Ayuda a los Valientes del 11J (Aid to the Brave of 11J) began in Santa Clara as an aid initiative to bring food to prisoners in prisons. On the other hand, the group Cuban Canadians for a Cuba Democratica joins the public complaints of prisoners and does a fasting relay to accompany the hunger strike led by Barbara Farrat Guillen, the mother of Jonathan Torres, who was released after almost a year in prison.

Many mothers of political prisoners have also raised their voices and united in their demand for justice for their children. They reported instances of abuse, due process violations and arbitrary convictions, both individually and as a group. These mothers sent a letter to President Miguel Diaz-Canel, which was delivered by Barbara Farrat and her husband to the Citizen’s Assistance Office of the Council of State. The letter had over 150 signatures.

Mothers who have publicly complained about the situation of their incarcerated children include Barbara Farrat, Yanaisy Curbelo (mother of Brandon David Becerra), Yudinela Castro (mother of Rowland Castillo), Elizabeth Leon (mother of Frandy Gonzalez Leon and Santiago Vazquez León ), Migdalia Gutierrez (Brusnelvis the mother of Adrian Cabrera), Maria Luisa Fleitas (the mother of Rolando Vazquez Fleitas). Andy Garcia’s family was also important, along with the powerful voices of fathers like Wilber Aguilar (Walner Luis Alguilar’s father) and wives like Lazara Roblebo (Jose Antonio Gonzalez’s wife) and Saily Nuñez (l wife of Maikel Puig Bergolla).
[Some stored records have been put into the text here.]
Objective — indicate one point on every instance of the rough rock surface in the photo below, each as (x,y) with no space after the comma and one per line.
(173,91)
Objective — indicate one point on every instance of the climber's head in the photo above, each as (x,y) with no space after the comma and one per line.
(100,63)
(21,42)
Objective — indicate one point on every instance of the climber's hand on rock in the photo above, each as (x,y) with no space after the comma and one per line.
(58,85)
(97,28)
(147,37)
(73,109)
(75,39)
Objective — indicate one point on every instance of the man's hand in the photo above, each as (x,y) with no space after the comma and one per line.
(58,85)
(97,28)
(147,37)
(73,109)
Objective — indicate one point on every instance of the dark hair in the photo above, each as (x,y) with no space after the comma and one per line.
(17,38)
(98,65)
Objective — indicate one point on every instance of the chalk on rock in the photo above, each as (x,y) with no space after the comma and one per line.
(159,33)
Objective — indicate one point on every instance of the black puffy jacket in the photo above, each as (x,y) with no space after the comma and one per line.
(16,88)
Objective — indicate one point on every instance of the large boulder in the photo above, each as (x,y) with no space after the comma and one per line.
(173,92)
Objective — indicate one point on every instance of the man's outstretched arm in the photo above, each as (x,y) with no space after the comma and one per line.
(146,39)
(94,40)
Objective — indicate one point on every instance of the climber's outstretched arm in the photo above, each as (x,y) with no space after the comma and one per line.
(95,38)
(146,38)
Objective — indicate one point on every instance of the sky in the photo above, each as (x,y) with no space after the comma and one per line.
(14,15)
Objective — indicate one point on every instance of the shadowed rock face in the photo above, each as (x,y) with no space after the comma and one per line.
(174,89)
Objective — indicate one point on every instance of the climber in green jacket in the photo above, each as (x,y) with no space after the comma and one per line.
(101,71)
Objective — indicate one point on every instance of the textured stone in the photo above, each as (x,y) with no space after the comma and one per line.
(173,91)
On the other hand, GuajiroBot is a Twitter bot created by Danilo El Cubano, in April 2022, which “provides information about Cuba and its struggle for freedom”. How does this initiative work and what does it consist of? If a user of this social network tweets “@guajirobot denuncia” (reports), a reply automatically appears including a photo of a political prisoner and his personal information. Activists use it to respond to President Diaz Canel’s tweets.
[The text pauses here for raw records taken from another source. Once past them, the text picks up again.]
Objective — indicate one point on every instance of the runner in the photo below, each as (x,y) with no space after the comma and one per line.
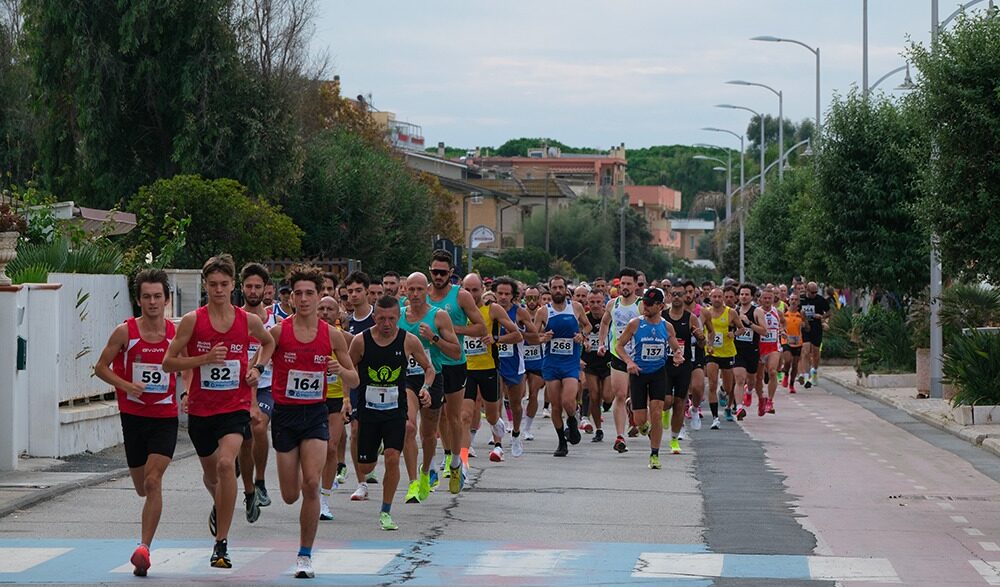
(565,327)
(216,338)
(690,337)
(748,353)
(306,350)
(132,362)
(816,310)
(437,335)
(337,411)
(467,321)
(624,308)
(512,364)
(382,353)
(534,354)
(596,367)
(722,352)
(770,349)
(255,449)
(647,367)
(482,378)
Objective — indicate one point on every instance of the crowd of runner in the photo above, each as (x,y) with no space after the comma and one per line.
(412,357)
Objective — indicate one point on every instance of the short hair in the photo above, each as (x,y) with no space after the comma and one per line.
(443,256)
(628,272)
(504,280)
(219,264)
(302,272)
(386,302)
(152,276)
(358,277)
(251,269)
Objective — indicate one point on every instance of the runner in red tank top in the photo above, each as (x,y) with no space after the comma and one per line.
(306,351)
(132,363)
(215,339)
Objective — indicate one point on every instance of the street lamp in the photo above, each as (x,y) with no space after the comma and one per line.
(815,52)
(729,198)
(781,117)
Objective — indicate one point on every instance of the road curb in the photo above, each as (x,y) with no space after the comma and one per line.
(966,433)
(51,492)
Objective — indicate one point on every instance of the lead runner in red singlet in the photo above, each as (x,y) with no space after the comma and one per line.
(306,350)
(132,363)
(216,339)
Other group actions – mobilized outside Cuba – and appeals from international organizations have also contributed to the campaign denouncing the excessive force used by the Cuban government against 11J protesters and calling for their release.
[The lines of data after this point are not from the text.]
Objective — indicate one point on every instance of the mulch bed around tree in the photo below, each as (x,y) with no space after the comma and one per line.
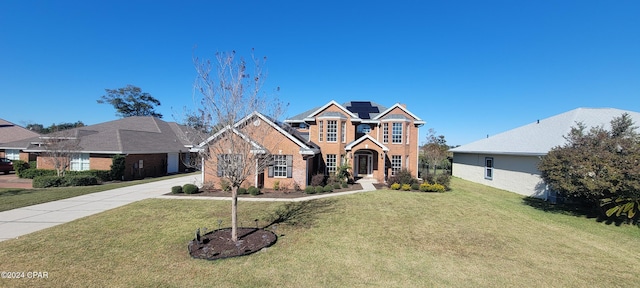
(268,193)
(217,244)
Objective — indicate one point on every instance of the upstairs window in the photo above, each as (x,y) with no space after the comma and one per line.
(396,131)
(282,166)
(80,162)
(331,163)
(332,131)
(396,164)
(488,168)
(385,133)
(12,154)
These include the joint statement made by over 300 art world figures – on December 8, 2021; European Parliament resolution condemning government repression – approved on September 16, 2021; the statement made by UN journalists to the Office of the High Commissioner for Human Rights on October 25, 2021; the call for the freedom of Cuban political prisoners at the United Nations Human Rights Office in November 2021; and the statement by Josep Borrell, the EU High Representative for Foreign Affairs and Security Policy, who urged Cuban leaders to release political prisoners.

While it is impossible to know which of these actions influenced the releases, few discharges and changes in sentences of the 11J protesters, and to what extent, it is true that they defied and pinpointed the government, and they always do. Protests and legitimate complaints in places like Cuba have become fundamental weapons against institutionalism that does not respect justice.

Civil society is a vital part of society. Voluntary associations are the backbone and they do not belong to the government. According to political scientist John Keane, voluntary associations aim “to maintain and redefine the boundaries between civil society and the state through two interdependent and simultaneous processes: the expansion of social equality and freedom, and the reorganization and the democratization of the state”.